Corporate sustainability reporting is often incomplete and self-reported, making it difficult to verify. However, regulators are beginning to scrutinize sustainability claims.
Earlier this year, the U.S. Securities and Exchange Commission sanctioned a firm for alleged mis-statements about funds’ ESG reviews, and last month the Competition Bureau began investigating RBC for alleged misleading marketing related to the bank’s action on climate change.
Conor Chell, head of the ESG practice group with MLT Aikins LLP in Calgary, said regulators are becoming increasingly sensitive to the threat of greenwashing as they anticipate the advent of mandatory, standardized climate disclosures.

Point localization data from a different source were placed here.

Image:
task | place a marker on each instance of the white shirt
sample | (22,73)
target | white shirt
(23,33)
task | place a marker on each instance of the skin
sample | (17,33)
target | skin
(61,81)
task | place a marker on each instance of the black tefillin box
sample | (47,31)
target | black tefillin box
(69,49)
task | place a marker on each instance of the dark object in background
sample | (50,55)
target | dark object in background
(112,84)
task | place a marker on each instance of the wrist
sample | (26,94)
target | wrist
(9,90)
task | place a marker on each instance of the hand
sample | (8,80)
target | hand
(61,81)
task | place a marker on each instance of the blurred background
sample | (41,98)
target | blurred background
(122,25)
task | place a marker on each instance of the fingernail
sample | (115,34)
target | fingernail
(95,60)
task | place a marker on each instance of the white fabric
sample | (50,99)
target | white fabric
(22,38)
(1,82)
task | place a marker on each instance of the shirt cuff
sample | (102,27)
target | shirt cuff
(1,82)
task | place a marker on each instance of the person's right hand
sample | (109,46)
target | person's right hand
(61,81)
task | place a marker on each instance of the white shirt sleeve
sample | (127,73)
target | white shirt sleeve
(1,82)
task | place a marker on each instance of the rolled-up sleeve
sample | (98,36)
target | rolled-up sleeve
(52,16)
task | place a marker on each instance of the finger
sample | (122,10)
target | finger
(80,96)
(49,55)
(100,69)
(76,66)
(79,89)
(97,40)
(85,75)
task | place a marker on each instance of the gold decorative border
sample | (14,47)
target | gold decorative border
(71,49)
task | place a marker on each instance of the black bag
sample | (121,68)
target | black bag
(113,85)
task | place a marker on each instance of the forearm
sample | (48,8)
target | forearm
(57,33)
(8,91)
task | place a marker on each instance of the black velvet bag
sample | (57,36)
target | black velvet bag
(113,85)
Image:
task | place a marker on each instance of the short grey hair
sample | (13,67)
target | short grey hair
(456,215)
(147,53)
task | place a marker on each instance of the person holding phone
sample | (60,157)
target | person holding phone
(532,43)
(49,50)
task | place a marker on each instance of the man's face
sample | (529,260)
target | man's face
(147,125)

But until such rules take effect, Chell said individual investors are forced to detect greenwashing themselves.
At the moment, Chell said a lot of sustainability reports are more qualitative than quantitative, so investors should be wary of superlatives such as “cleanest,” “greenest” or “industry-leading.”
“Those words really trigger me to say, ‘Well, what are you basing that assessment on?’” he said.
Although investors are looking for improvement in sustainability scores year over year, it is currently difficult for investors to effectively measure performance over time because of the wide variety of reporting practices.
In the future, Chell said sustainability reporting will become more data-driven. As mandatory reporting is phased in, he said there will be a shift toward quantitative reporting based on data.
“I expect that qualitative reporting will persist, but instead of being geared towards pure storytelling, it will be more focused on providing context and explanation to the underlying quantitative data,” he said.
That said, once mandatory reporting comes into effect, it will still take time before investors are able to assess year-over-year performance given the lack of standardization in reporting requirements and approaches to date.
Tim Nash, founder of Good Investing, said that in the meantime investors need to examine a fund’s methodology. “Don’t go by the name or the ticker symbol,” he said.
One way to avoid greenwashed funds is to look at their top holdings, Nash said. For example, he said if RBC is in the top 10 holdings of a fund that is marketed as “sustainable,” that might cause an emotional reaction for some Canadians given the recent allegations, and they shouldn’t be afraid to ask why.
This provides an opportunity for advisors to show their value. “Navigating these complex issues is where an advisor can earn their keep,” Nash said. When a client red-flags a company, he said it actually gives an advisor insight into where the “line in the sand” is.
The ultimate goal for advisors is to build trust, Nash said, so first and foremost, he said to acknowledge the client’s concern. Next, ask questions about why it is a red flag. This helps an advisor understand where a client’s ethical concerns lie, which in turn can be used to ensure they are in the correct funds.
“It’s very valuable information,” he said. “Often times, it’s hard for clients to speak up about these issues. So creating a safe space for clients to have these reactions to certain companies inside their portfolio is a really healthy thing.”
Last month, the U.K.’s Financial Conduct Authority proposed anti-greenwashing rules that are currently out for comment, and the European Securities and Markets Authority announced it was stepping up its scrutiny of ESG disclosure.